Y el 2 de abril de 1971, en el número 1538 del ya en ese entonces vocero ultraoficial del academicismo marxistoide, Jorge Ruffinelli comentaba los dos primeros números de la revista y me reprochaba postular una filosofía artística y revestir conceptos que una revista nueva y juvenil debe empezar por dinamitar, pero que Universo defiende como la continuación de la prédica de Torres-García y su “universalismo”. Y más abajo sentenciaba, con una frivolidad pionera del actual cáncer posmodernista, que una tarea juvenil propiamente dicha consiste en inventar, en imaginar, en revertir todo lo establecido, en dudar precisamente de lo que la burguesía (esa gran detentadora del arte) ha consagrado como definitivo e invariable.
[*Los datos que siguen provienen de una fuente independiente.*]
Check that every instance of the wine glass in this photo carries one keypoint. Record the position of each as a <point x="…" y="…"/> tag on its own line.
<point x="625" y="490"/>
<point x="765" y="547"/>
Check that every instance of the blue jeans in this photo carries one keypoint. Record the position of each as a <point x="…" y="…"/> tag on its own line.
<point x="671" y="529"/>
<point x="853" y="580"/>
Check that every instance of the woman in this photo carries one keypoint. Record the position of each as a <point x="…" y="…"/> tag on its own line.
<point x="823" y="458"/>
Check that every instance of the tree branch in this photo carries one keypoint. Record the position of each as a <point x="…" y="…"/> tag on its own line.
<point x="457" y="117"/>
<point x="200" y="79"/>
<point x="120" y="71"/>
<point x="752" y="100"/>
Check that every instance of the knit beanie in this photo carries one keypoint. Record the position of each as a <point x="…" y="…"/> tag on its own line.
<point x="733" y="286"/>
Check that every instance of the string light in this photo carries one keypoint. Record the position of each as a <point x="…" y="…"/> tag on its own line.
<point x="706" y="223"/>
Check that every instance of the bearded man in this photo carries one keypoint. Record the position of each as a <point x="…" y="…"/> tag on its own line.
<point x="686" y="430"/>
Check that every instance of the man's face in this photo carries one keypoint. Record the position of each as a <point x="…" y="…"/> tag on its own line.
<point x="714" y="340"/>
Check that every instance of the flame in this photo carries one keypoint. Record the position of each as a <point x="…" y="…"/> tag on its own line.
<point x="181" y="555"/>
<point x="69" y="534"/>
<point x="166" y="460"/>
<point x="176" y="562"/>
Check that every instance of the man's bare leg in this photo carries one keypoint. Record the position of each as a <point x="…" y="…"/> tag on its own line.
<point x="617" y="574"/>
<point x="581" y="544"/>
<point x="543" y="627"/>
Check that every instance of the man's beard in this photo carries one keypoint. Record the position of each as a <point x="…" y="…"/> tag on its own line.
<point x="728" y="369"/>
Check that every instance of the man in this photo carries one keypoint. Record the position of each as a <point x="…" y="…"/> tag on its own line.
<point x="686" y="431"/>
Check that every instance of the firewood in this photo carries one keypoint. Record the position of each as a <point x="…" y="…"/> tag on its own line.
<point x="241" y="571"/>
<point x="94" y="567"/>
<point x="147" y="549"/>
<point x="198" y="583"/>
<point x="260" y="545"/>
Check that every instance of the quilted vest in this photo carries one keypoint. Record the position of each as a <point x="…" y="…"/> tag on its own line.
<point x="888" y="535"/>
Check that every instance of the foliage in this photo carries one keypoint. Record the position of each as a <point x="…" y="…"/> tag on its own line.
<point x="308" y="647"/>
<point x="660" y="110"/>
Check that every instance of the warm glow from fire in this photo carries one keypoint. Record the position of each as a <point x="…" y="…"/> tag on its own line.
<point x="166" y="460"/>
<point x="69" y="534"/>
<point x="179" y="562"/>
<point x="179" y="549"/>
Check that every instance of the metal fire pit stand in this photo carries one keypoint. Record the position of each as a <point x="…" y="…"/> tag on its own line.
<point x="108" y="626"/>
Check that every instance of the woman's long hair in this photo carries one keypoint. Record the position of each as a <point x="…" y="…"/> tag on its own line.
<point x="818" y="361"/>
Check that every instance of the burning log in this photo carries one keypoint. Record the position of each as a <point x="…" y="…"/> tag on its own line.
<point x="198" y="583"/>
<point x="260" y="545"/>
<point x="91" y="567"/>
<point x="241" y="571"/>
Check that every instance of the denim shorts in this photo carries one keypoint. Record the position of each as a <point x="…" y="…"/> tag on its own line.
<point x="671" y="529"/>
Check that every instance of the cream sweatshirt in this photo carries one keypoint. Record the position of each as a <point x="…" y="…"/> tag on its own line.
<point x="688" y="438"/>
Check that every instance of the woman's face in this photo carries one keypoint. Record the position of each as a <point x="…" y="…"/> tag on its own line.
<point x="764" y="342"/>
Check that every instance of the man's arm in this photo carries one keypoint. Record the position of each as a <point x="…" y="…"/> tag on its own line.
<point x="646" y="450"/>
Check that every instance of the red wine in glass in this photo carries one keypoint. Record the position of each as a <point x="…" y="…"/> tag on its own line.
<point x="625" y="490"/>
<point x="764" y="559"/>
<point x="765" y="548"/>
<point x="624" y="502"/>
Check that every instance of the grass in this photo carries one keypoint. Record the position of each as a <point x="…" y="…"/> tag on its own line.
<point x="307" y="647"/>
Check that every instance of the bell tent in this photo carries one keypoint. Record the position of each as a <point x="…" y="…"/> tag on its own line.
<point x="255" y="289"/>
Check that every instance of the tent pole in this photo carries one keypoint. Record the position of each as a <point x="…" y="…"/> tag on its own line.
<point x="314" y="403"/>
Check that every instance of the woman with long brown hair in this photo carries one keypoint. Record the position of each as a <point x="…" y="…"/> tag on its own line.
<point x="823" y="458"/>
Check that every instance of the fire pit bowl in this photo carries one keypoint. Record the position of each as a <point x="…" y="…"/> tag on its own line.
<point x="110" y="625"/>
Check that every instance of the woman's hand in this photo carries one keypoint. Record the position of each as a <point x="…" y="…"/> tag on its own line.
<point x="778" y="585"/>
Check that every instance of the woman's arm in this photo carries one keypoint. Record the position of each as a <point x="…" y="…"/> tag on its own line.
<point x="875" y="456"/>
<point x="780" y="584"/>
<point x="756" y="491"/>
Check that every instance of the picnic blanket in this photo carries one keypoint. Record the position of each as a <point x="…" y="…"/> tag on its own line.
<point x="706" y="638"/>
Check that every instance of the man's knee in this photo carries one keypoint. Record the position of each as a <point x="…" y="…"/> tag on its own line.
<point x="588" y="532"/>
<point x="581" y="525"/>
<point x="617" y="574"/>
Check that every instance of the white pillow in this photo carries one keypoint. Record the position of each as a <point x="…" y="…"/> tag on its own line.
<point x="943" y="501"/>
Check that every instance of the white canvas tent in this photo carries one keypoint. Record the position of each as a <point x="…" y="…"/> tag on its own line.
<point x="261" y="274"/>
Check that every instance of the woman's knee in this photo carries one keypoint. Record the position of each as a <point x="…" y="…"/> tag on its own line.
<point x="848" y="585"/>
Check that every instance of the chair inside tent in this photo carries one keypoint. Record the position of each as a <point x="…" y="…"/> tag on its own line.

Lo que desembocaría en que Juan Carlos Onetti, que el 28 de junio de 1939, en el número 6 del jovencísimo semanario todavía no ensuciado por las ratas de barco hablaba de durar frente a un tema hasta extraer, de él o de nosotros, la esencia única y exacta, le hacía el juego a la burguesía. Porque las esencias universales son invariables.


La vida dirá quiénes fuimos los cuatro mosqueteros fundadores del Grupo Universo. Y una última joyita: una vez Ruffinelli me citó en un boliche de la esquina de Marcha y me ofreció un espacio en las selectas páginas del glamour transnacional donde todavía se daba dique hasta Vargas Llosa, siempre que pidiera pase del Partido Comunista al brazo electoralista del MLN. Lo triste es que es gracioso.